Al hacer una valoración conjunta de las pruebas se puede concluir que si bien está demostrado que el causante sí tuvo una relación afectiva con la señora Sara Hernández, no se alcanza a demostrar el supuesto base para tener a la demandante como beneficiara del causante, es decir, la convivencia en los términos exigidos en el artículo 13 de la Ley 797 de 2003, de la que se puede decir que debe corresponder a una ayuda, a un socorro en el momento de la enfermedad, durante el momento próximo a la muerte, y esto es lo que realmente enfatiza la normatividad para efecto de la pensión de sobrevivientes […].

IV. RECURSO DE CASACIÓN Interpuesto por la parte demandante, concedido por el Tribunal y admitido por la Corte, se procede a resolver. V. ALCANCE DE LA IMPUGNACIÓN Pidió a la Corte casar la sentencia del Tribunal y, en sede de instancia, revocar la de primer grado, para que en su lugar se condene al reconocimiento y pago de la pensión de sobrevivientes y al retroactivo pensional causado desde el 27 de diciembre de 2010.

Con tal propósito, formuló un cargo, por la causal primera de casación, que no fue replicado. VI. CARGO ÚNICO Lo trazó así: « Violación indirecta de la ley por error de hecho por medio del cual se aplicó de manera indebida el artículo 13 de la Ley 797 de 2003 […]». Para demostrar el cargo, indicó que la jurisprudencia, por regla general, excepcionalmente acepta «[…] que por vía indirecta se pueda acusar la sentencia por falta de aplicación de un precepto, como modalidad de aplicación indebida», como se dijo en sentencia CSJ SL21526, 19 abr. 2004.

Apuntó que el error consistió en no dar por acreditada la convivencia con el causante, lo cual se derivó de una errónea interpretación de los medios de prueba. Así, recordó los argumentos que tuvo la empresa para negar el derecho impetrado, básicamente porque halló que el último lugar de residencia de aquel fue la carrera 8 n.º 28B-40, barrio Bavaria, lo que ratificó con las entrevistas realizadas a las señoras Silvia Liliana Fontanilla Sabogal y Martha Fontanilla Jiménez, que afirmaron que su familiar siempre vivió con su esposa Cristina Roldán, desconocían otros domicilios y no sabían que hubiese contraído nuevas nupcias, todo lo cual fue confirmado con las declaraciones que las citadas rindieron en este proceso, así como la brindada por el señor Pablo Rafael Solano García. También destacó las conclusiones obtenidas de los testimonios de las señoras Aurora Henao Durán y Edelmira Acosta Castillejo, y del análisis de las declaraciones extrajuicio dadas por el fallecido y del registro civil de matrimonio.

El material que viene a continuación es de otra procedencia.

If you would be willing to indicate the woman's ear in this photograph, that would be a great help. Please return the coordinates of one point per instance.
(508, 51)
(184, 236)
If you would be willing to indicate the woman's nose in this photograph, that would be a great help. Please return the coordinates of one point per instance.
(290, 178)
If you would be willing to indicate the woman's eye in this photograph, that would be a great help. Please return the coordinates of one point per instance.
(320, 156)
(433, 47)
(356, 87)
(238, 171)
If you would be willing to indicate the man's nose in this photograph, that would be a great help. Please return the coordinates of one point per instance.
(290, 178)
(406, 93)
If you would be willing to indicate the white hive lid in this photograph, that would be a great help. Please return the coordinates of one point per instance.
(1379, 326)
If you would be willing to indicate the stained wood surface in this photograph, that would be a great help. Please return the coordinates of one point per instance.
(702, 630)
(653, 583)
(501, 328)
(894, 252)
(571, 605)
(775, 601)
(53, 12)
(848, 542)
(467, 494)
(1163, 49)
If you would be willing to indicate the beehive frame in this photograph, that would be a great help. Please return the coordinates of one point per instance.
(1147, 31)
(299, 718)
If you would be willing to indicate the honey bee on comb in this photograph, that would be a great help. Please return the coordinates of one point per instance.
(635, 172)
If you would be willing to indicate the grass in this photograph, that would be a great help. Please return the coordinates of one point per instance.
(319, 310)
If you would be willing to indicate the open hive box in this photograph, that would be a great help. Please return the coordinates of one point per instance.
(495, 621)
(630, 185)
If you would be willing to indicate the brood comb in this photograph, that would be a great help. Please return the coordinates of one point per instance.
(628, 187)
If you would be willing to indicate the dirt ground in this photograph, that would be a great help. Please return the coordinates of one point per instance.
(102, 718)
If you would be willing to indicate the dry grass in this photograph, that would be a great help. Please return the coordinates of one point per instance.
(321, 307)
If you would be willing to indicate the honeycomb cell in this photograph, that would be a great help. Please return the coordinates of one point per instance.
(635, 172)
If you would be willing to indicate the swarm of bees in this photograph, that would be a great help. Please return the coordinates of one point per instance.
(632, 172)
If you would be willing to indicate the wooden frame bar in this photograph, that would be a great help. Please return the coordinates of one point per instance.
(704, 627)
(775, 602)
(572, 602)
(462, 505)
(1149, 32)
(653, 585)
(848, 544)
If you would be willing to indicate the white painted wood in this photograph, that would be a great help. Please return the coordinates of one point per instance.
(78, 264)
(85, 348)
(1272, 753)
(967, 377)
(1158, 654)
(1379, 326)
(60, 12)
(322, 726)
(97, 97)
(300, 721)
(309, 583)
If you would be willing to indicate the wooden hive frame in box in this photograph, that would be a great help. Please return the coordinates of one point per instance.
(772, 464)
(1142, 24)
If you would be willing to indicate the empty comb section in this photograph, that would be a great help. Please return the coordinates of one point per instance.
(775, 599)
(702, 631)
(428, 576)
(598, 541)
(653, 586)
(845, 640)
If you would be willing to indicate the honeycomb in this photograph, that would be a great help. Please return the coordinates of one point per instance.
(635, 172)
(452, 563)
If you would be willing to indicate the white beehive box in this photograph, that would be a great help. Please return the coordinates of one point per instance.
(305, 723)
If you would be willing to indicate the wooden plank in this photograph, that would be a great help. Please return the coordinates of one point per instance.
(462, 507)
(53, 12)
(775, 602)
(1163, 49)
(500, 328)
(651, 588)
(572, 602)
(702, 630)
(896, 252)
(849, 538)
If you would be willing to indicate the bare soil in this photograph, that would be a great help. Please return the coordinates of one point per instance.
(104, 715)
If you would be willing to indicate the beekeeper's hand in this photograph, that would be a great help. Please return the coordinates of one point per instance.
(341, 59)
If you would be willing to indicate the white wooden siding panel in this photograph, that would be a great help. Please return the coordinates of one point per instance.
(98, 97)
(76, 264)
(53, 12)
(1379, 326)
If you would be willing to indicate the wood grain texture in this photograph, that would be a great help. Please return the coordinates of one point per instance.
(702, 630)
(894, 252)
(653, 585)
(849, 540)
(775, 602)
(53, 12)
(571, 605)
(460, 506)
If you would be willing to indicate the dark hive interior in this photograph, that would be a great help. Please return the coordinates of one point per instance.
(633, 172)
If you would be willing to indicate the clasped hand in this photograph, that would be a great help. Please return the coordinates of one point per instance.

Realizado esto, aseguró que el fallador no valoró adecuadamente el oficio de 23 de febrero de 2012, pues, si bien allí se probaba que el señor Fontanilla Marriaga se casó con la señora Cristina Roldán el 30 de septiembre de 1939, lo cierto es que esta murió el 2 de octubre de 1999; igualmente fue errónea la valoración de las declaraciones extrajuicio (f.º 19 y 20), dado que fue el propio causante el que estableció que desde diciembre de 1999 tenía como compañera permanente a la señora Sara Hernández, lo que permitía esclarecer la confusión generada por el domicilio del fallecido, quien efectivamente pernoctaba en la referida dirección «[…] cuando todavía se encontraba casado» con la señora Roldán, empero, después de la muerte de esta, « […] es decir en el mes de diciembre de 1999, lo lógico era que si decidió hacer una comunidad de vida con ella, se mudara en lugar diferente al que convivió con su primera esposa, pues ningún hombre sensato llevaría a vivir a su nueva compañera a la casa de su exesposa, máxime que todavía vivían allí los hijos del anterior matrimonio».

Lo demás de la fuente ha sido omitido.